I wait while Devon deals with whatever Gabriel just destroyed, and I stare at the sidewalk and think about what he said.
The smart thing. People don't usually say that about me, and when they do, it's always with the qualifier.
You're smart when you want to be. You're smart but you don't apply yourself.
You're smart for someone who doesn't try.
Devon's the only one who just says it straight.
Miles said I was adequate today. Which, from Miles, might actually be a compliment.
When Richard Aldridge asked if I was any good, Miles could've said no.
He could've said I was a disaster, which is what he calls me at least twice a week.
But he said adequate, and then Richard told him to bring me, and for a second—just a second—Miles looked at me like he didn't know what to do with me.
Like I'd broken some rule he didn't know existed.
I liked it. I liked that I surprised him. I like surprising him in general.
Devon comes back on the line, slightly more frazzled than before. "Sorry. He pulled a book off the shelf and hit himself in the face with it. He's fine, he's just dramatic. Gets it from Alex."
"Gets it from you," I correct.
"Fuck off." But he's laughing, and I can hear Gabriel babbling happily in the background, and my chest fills up with something I can't name.
This is my family. Devon, who raised himself so he could raise me.
Alex, who showed up broken and angry and turned out to be exactly what my brother needed.
Gabriel, who shits on people's chests and eats remotes and is the most perfect thing I've ever seen.
I want this for myself someday. I don't say it out loud because it doesn't fit the image—the fun one, the fuckboy, the guy who keeps it casual.
But I do. I want someone who looks at me the way Alex looks at Devon when he thinks nobody's watching.
I want the mess and the noise and the kid who destroys my apartment.

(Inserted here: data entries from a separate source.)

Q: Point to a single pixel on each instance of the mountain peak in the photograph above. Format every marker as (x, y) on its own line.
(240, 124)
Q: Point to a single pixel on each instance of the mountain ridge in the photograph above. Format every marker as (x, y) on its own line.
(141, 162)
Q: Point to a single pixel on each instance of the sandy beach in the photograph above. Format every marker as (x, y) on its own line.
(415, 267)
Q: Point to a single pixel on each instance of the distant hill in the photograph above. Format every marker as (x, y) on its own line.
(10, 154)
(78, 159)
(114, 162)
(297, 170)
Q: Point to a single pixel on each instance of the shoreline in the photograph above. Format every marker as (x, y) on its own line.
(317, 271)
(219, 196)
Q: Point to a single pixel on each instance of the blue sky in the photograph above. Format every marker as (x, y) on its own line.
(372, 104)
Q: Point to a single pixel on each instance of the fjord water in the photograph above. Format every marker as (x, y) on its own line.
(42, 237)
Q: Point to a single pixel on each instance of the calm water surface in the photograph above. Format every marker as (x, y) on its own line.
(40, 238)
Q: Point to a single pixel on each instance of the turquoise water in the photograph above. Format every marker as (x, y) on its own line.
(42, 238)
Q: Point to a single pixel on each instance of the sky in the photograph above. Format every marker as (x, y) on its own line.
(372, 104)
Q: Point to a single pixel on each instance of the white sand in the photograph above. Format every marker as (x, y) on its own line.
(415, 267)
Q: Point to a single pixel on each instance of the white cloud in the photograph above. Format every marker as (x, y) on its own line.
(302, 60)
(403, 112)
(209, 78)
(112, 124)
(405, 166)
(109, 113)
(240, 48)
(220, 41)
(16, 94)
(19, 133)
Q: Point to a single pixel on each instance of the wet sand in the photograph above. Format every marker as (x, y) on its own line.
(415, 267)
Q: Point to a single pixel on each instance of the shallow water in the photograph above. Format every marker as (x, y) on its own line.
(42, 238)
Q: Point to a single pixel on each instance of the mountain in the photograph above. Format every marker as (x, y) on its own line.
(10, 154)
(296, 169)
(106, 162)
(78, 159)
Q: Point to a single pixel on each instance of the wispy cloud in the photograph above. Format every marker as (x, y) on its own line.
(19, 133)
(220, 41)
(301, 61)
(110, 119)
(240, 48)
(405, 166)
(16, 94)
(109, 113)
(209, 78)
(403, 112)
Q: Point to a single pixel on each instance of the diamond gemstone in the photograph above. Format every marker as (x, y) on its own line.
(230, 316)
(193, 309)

"I gotta go," Devon says. "Gabe needs lunch and Alex is on a call. But Ray? Just... be smart about the conference, okay?"
"I will."
"And don't fall for your boss."
"Goodbye, Devon."
He laughs and hangs up, and I stand there for another minute with my phone in my hand, the cold air biting at my ears. I should go back inside. I've got a stack of files to organize and a conference to prep for and a boss who will one hundred percent notice if I take a long lunch.

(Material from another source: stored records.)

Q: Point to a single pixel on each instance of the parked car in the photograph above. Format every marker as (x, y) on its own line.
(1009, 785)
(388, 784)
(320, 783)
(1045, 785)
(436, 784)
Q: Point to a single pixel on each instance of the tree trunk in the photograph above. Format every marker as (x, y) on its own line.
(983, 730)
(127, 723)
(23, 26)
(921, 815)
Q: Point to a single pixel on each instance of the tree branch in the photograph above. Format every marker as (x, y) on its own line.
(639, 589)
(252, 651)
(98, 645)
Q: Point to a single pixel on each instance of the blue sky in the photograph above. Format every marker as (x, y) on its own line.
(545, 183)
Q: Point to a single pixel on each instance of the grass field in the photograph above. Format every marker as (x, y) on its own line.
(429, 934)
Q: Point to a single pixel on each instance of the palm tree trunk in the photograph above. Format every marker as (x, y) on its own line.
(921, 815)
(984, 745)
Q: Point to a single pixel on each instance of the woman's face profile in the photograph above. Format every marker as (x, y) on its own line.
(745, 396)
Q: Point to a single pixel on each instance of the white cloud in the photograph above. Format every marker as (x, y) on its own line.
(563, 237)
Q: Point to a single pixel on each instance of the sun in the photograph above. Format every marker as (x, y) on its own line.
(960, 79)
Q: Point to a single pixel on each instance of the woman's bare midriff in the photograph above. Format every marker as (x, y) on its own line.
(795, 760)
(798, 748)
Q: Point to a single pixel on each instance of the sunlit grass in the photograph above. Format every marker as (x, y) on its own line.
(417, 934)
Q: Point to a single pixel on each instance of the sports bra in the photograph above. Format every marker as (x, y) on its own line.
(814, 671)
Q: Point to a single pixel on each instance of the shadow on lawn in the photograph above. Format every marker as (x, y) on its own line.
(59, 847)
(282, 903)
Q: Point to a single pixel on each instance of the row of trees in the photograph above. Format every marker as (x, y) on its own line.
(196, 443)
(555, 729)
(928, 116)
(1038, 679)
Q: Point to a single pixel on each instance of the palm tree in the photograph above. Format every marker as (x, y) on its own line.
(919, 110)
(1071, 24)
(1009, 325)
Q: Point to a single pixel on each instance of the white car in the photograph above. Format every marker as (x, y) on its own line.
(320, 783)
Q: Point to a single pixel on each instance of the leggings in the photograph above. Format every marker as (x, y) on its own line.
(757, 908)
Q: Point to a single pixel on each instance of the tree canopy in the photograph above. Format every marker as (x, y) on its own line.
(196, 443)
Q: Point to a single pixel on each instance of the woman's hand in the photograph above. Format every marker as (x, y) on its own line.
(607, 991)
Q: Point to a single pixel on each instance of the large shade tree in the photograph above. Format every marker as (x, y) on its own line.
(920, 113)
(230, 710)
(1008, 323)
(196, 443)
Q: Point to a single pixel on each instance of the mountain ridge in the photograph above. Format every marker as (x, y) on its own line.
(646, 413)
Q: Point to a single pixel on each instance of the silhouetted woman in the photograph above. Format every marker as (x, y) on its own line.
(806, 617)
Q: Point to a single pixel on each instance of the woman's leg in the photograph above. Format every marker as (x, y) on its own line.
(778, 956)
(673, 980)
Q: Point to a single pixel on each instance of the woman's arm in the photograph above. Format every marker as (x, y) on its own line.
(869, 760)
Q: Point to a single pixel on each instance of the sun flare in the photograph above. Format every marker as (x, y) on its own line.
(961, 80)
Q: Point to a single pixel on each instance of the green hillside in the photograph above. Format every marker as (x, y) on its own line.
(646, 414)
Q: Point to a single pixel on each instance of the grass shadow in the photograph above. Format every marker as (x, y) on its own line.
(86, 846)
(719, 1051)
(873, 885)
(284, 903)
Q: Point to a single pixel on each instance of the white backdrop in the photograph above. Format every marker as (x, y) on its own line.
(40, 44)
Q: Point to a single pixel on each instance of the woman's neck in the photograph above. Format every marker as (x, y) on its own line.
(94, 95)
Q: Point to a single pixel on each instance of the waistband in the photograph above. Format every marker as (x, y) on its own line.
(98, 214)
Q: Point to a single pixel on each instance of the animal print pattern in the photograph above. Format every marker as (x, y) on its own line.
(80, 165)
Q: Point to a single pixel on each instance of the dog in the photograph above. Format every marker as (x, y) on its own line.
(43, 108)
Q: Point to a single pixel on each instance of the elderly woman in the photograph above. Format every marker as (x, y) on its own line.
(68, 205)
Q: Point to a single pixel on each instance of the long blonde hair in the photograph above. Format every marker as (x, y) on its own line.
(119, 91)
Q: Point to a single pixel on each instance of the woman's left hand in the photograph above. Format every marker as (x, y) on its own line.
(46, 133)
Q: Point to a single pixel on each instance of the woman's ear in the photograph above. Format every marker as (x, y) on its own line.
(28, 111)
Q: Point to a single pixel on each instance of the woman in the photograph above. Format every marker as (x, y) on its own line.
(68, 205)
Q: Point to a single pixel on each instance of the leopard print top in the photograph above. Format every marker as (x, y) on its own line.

The thing Devon doesn't get—the thing nobody gets, really—is that I'm not pretending with Miles.
I'm not playing dumb or being lazy or coasting on charm the way I do with everyone else.

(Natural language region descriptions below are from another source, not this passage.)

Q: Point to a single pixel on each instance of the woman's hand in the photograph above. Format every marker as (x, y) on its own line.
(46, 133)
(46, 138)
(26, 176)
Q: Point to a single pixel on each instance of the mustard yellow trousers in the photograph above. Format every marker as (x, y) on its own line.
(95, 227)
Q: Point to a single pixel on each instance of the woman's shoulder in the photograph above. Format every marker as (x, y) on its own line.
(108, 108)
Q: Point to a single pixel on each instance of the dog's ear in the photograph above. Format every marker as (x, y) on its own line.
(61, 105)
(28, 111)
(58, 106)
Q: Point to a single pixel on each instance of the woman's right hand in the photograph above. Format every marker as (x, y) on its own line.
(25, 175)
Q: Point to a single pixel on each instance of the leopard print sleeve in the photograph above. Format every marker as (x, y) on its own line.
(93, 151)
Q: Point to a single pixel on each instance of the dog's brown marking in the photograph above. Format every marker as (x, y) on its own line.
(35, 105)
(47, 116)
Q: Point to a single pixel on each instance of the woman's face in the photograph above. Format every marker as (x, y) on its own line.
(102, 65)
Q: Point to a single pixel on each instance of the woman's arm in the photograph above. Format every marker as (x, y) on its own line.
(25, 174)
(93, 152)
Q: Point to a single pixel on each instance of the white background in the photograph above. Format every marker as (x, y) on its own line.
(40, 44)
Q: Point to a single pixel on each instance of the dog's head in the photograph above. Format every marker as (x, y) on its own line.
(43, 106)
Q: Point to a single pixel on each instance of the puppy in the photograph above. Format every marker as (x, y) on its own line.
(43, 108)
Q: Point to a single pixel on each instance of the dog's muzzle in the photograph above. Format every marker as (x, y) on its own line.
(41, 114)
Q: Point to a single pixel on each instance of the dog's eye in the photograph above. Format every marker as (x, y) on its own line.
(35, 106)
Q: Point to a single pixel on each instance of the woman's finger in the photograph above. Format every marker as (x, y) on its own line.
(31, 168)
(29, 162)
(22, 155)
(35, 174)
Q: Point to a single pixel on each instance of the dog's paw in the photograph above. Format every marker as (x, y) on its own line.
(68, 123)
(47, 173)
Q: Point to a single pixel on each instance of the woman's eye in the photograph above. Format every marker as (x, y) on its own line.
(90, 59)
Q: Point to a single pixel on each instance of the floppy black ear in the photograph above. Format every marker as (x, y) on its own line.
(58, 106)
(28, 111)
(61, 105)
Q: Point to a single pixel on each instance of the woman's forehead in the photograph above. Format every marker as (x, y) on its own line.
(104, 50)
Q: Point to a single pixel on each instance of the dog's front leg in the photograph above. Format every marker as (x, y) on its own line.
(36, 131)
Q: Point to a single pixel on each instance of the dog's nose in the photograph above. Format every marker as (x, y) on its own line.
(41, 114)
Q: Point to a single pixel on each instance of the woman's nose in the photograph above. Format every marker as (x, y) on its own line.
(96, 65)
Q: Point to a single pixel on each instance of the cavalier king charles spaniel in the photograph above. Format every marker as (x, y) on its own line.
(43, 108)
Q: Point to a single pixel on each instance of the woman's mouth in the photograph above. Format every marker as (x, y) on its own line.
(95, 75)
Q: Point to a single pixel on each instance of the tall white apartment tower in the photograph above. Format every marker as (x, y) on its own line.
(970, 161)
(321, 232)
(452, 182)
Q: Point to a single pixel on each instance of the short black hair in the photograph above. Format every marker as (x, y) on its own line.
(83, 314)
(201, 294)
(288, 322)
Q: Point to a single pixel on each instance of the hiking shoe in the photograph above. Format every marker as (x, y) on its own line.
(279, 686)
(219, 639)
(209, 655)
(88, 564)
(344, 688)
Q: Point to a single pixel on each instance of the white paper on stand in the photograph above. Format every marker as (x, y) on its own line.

I actually try with him. I stay late organizing his files the way he likes them.
I learned the Morrison case backwards and forwards because it matters to him, and I wanted to be useful, and when I said that thing about the AV setup today, it wasn't some spontaneous burst of genius.
I'd been thinking about it for a week. I just waited for the right moment because I knew he'd dismiss it if I brought it up over email.
He still called me adequate. But he didn't say no. Richard Aldridge is sending me to a mountain resort with him, which means someone in that room thought I was worth something, even if Miles would rather chew glass than admit it.
I push off the wall and head for the entrance. The building swallows me back into its fluorescent lights and recycled air, and I take the elevator up and walk down the hall toward my desk, which means walking past Miles's office.
His door is open. He's at his desk, one hand wrapped around his coffee mug—the one I left for him this morning that he apparently did drink, because it's empty now—and the other scrolling through something on his screen.
He hasn't noticed me yet, and I let myself look for a second.
Just a second. His jaw is set, and that line between his eyebrows is still there, and his blond hair has come slightly loose from wherever he usually keeps it slicked back.
He looks tired and precise and kind of beautiful, in a way that's got nothing to do with any of the uncomplicated, fun things I'm used to wanting.
Devon's voice echoes in my head. Don't fall for your boss.
Yeah. I should probably work on that.
I keep walking, but I'm smiling, and I can't really make myself stop.